The placement of the library continued the practice of its predecessor by maintaining a close proximity to other educational centers. Just as the old library was part of the Muckleshoot Tribal School on reservations lands, the new library was also located on tribal land, leased by KCLS, near the Tribal College and a new tribal school serving preschool through 12th grade students. Three other schools outside the reservation boundaries are also in the library's service area.
The new location was also significant in "the discovery of stone flakes and other evidence of Native American activity on the proposed construction site" ("Muckleshoot Library Opens ..."). Recovery of these items was coordinated between the Washington State Department of Archaeology and the Muckleshoot Tribe prior to the new library's construction, which began in August 2007 after archaeologists checked the site that May for possible additional artifacts.
The new building, which incorporated modern, energy-efficient technology and environmentally friendly materials, completed in June 2008. The main reading room featured large windows to take advantage of natural lighting. "Building green" was endorsed by KCLS not just for the Muckleshoot Library but System-wide, with "five areas targeted ...: site planning; water conservation; energy savings; recycled materials; and the air quality of the interior environment" ("Delivering on a Promise to Voters ...," 3).
Around 150 people attended the dedication ceremony for the Muckleshoot Library on Wednesday, June 25, 2008. At the dedication, Tribal Council member John Daniels Jr. noted the positive changes:
"Right now the library that we are moving from is so small that we have to travel to the Auburn or Enumclaw libraries to relax or move around.
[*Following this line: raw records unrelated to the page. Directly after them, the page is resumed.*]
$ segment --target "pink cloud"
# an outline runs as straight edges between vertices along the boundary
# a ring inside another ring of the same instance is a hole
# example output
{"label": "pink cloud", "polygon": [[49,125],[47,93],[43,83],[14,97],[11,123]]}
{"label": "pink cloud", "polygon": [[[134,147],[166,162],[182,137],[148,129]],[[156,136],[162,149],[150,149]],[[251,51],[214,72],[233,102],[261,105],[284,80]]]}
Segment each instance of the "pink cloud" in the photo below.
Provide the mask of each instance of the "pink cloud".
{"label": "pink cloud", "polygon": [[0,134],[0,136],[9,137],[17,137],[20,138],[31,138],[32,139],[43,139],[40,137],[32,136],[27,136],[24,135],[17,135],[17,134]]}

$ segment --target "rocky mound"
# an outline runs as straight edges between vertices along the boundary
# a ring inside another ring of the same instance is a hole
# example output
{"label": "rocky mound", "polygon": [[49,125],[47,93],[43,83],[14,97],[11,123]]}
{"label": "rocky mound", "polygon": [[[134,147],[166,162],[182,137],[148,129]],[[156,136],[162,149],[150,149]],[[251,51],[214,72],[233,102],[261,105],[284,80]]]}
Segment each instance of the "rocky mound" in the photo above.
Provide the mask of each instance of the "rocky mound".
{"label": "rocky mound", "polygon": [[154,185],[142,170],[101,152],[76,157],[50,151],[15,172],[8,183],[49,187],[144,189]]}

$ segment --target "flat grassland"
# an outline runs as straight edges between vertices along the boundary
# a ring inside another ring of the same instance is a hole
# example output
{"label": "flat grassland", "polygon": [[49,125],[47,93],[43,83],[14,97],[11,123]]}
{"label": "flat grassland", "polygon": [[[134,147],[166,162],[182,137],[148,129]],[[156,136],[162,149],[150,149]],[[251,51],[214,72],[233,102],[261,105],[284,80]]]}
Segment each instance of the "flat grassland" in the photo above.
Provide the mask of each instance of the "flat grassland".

I think a lot of people are going to be happy with the size and the fact that it is modern and has some tribal artwork" ("Muckleshoot Library Opens ...").
Use of the library increased following the dedication of the new building, reflecting its popularity in the community and the increased collection, which saw the addition of 4,500 books, magazines, movies, and CDs. In the first six months after the opening, KCLS noted patron visits increased 65 percent over the same time period at the previous library location. In the new building, the library staff, assisted by a Friends of the Muckleshoot Library group that was organized in 2007, has continued to serve the needs of the reservation and the surrounding communities within its service area.